Gorontalopost, MARISA – Kasus penganiayaan brutal di area Pertambangan Emas Tanpa Izin (PETI) DAM, Desa Hulawa, Kecamatan Buntulia, Kabupaten Pohuwato, akhirnya memasuki babak baru.
Satuan Reserse Kriminal Polres Pohuwato resmi menahan empat orang tersangka yang diduga terlibat dalam insiden berdarah tersebut.
Peristiwa mengejutkan itu terjadi pada Kamis, 9 April 2026 sekitar pukul 13.30 WITA.

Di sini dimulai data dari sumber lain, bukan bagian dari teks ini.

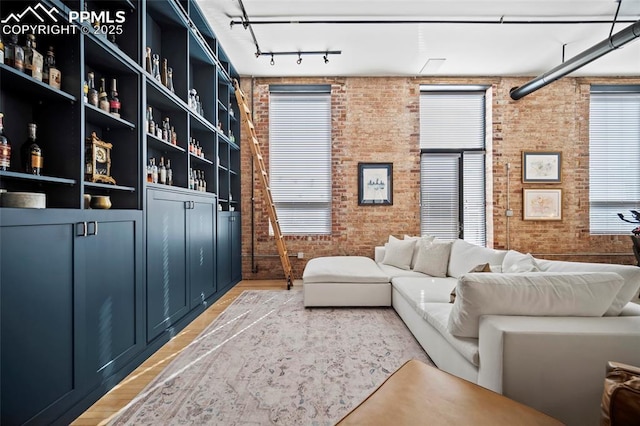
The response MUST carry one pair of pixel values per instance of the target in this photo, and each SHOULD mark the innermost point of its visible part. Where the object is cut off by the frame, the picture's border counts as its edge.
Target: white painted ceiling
(392, 49)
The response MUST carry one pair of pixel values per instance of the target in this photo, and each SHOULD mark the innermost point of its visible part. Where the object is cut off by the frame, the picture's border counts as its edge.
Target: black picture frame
(375, 184)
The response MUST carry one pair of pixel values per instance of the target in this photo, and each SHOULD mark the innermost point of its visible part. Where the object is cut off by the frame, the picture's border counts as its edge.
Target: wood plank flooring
(106, 407)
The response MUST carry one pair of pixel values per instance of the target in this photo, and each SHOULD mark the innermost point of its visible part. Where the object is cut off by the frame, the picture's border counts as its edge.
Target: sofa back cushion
(530, 294)
(630, 274)
(466, 256)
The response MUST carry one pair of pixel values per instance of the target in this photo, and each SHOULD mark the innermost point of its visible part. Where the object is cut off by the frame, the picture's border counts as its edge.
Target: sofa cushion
(630, 274)
(530, 294)
(515, 262)
(465, 256)
(343, 269)
(426, 238)
(399, 253)
(433, 258)
(424, 289)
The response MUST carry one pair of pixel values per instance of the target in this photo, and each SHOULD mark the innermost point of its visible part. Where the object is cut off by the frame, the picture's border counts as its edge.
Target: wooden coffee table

Korban disebut mengalami luka serius setelah diduga diserang menggunakan senjata tajam di lokasi tambang ilegal yang selama ini ramai aktivitas penambangan.
Usai menerima laporan, aparat Satreskrim Polres Pohuwato bergerak cepat melakukan penyelidikan intensif.
Hasilnya, empat pria berinisial OD alias Onghi, FLAD alias Feri, DP alias Darmin, dan SS alias Riyan ditetapkan sebagai tersangka.
Kapolres Pohuwato AKBP Busroni melalui Kasat Reskrim Iptu Renly Turangan
menjelaskan penahanan dilakukan demi kepentingan penyidikan.
“Ada pertimbangan kuat untuk menahan para tersangka, termasuk potensi melarikan diri atau menghilangkan barang bukti,” ujarnya.
Kini keempat tersangka resmi mendekam di Rumah Tahanan Negara Polres Pohuwato selama 20 hari ke depan.
Mereka dijerat pasal pidana berat dan terancam proses hukum lanjutan sesuai ketentuan yang berlaku.(Mg-08).